Miss Chelsea M Dunn1
1Queen's University, Canada
Biography:
Chelsea Dunn is a doctoral candidate in the Department of Political Studies at Queen’s University (Canada). Supervised by Dr. Susanne Soederberg, Chelsea is spending six months in Manila, Philippines and Brisbane, Australia where she is conducting research on the inter-scalar governance of highways. Chelsea is the coordinator for the Research Network on Women, Peace and Security (RN-WPS) and is a research fellow at the Centre for International and Defence Policy (CIDP). Chelsea will be in Brisbane at the time of the conference.
Abstract:
As cities face mounting environmental hazards under climate change, climate-resilient infrastructure has become a cornerstone of global environmental governance. Recognizing that infrastructure operates as a critical mediator between ecological hazards and the core rhythms of urban life, cities are scrambling to ensure that vital forms of infrastructure are resilient—able to withstand or bounce back from the key shocks and stressors associated with climate change. Despite its growing salience in governance circles, there is a relative lack of literature which considers the material processes and outcomes of climate-resilient infrastructure projects. This paper addresses this gap by turning to an underexamined aspect of urban infrastructure: highways. Drawing on field work undertaken in Metro Manila, Philippines—which, in addition to being the largest urban centre in the world’s most disaster-prone country, is known for having the worst traffic in the world—this study seeks to deepen discussions on climate adaptation by considering the ecological, political, social and economic facets of resilience-based highway governance.
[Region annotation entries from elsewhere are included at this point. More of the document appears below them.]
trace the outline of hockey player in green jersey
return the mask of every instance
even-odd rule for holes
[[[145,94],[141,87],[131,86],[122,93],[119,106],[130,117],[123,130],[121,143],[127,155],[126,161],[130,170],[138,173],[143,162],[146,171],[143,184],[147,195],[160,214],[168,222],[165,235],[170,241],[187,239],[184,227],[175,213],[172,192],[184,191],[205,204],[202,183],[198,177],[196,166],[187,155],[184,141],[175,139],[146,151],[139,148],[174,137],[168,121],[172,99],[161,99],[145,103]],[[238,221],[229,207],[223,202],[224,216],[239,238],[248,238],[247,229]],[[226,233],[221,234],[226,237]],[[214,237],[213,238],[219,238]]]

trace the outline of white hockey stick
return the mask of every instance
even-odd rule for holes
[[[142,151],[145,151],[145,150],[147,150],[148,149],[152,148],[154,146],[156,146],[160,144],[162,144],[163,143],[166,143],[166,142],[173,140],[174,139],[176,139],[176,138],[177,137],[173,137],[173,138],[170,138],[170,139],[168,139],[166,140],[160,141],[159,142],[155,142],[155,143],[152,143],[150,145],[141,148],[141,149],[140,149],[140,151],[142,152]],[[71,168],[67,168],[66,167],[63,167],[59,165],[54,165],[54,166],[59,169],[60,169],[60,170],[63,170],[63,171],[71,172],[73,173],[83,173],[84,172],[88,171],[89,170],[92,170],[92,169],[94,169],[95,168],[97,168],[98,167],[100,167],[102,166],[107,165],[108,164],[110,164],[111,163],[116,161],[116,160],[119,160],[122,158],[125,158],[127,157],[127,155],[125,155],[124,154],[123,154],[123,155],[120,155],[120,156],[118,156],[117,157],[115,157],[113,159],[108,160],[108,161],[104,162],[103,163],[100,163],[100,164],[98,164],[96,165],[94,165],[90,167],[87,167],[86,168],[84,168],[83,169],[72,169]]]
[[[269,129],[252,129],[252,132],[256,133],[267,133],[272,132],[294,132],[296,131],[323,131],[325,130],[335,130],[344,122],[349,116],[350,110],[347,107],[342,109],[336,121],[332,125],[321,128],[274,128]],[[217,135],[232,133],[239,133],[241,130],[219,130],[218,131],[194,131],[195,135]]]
By employing an inter-scalar international political economy and environment framework, I argue that peeling back the discourses of resilience-based highway governance reveals processes of capitalist accumulation which increase transnational class cleavages and dispossess the urban poor of time, access to space, money, and ecological security. Accordingly, this paper contributes to three prominent scholarly debates: (1) the concrete outcomes of global environmental governance directives, (2) the growing literature seeking to re-politicize infrastructure development, and (3) the increasingly controversial relationship between circulation and land-based power.